Don Foss is walking away from his empire. You’ve probably never heard of Foss. But he’s likely the world’s richest used car salesman. He was also a pioneer of the subprime auto loan market.

These are car loans made to people with bad credit. Today, the subprime auto loan market is worth more than $175 billion. But this market didn’t even exist in the 1960s.

Back then, car companies like General Motors and Ford would only lend money to folks with good credit. It was simply too risky to lend money to people with bad credit.

But Foss saw opportunity where others saw only danger. He started selling cars on credit to people with shaky finances.

Was it risky? Sure. But Foss could charge these customers sky-high interest rates. No one else was lending money, after all.

Then, in 1972, Foss launched Credit Acceptance (CACC) to handle financing and debt collection for his growing used car empire.

Today, Credit Acceptance is a major player in the U.S. subprime auto loan market. It’s worth $4.2 billion. And business has never been better.

• Last year, Credit Acceptance did $872 million in sales…

That’s 16% more than it did in 2015, and quadruple what it did a decade ago.

And yet, Foss wants out.

In January, he stepped down as chairman of Credit Acceptance. A month later, he sold $128 million worth of shares in the company. According to Bloomberg Markets, Foss wouldn’t say why he sold his shares.

To be fair, Foss has been at the top of the subprime auto lending business for five decades. If anyone’s earned the right to hang up their boots and relax, it’s him.

Still, you have to wonder why Foss would step down now. After all, Credit Acceptance is coming off its best year ever.

In short, his departure raises serious questions about the health of Credit Acceptance.
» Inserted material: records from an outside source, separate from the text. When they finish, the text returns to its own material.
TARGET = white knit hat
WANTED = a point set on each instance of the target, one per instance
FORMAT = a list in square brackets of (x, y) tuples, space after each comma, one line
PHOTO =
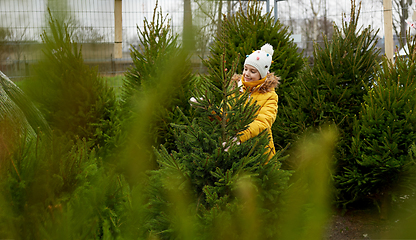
[(261, 59)]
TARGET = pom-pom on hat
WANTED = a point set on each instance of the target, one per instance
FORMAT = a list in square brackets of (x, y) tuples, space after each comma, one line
[(261, 59)]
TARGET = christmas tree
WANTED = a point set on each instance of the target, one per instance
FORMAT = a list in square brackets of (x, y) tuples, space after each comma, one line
[(157, 49), (332, 90), (71, 95), (236, 38), (203, 179)]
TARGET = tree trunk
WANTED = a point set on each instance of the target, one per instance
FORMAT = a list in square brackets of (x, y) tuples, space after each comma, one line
[(385, 206)]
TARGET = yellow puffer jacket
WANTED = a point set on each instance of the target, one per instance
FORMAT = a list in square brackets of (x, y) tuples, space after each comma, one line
[(266, 97)]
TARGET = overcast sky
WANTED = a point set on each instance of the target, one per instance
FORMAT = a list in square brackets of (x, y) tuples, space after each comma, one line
[(30, 14)]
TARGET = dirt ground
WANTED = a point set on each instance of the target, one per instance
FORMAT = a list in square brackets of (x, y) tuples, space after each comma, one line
[(358, 224)]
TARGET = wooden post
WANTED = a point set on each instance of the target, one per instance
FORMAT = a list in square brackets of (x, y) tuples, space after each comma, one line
[(388, 29), (118, 29)]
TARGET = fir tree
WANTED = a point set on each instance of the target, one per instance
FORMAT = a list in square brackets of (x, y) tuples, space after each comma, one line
[(381, 165), (199, 184), (72, 97), (158, 46), (332, 90), (248, 30)]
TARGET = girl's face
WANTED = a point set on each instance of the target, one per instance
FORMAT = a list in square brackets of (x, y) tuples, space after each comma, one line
[(250, 73)]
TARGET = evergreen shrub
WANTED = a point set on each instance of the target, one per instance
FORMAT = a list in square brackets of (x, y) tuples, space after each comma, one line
[(158, 49), (202, 187), (71, 95), (332, 90)]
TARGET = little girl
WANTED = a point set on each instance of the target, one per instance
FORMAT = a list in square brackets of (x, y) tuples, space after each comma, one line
[(257, 79)]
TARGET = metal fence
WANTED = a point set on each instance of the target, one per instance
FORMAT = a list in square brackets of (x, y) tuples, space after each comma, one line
[(93, 21)]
But that’s certainly not the only reason to be nervous about the company.

• Sharks are circling the company…

Right now, 48% of Credit Acceptance’s outstanding shares are “short.” This means a lot of people are betting that the stock will crash.

According to Bloomberg, Credit Acceptance is the third most shorted stock in the Russell 1000 Index, which tracks large and midsize companies.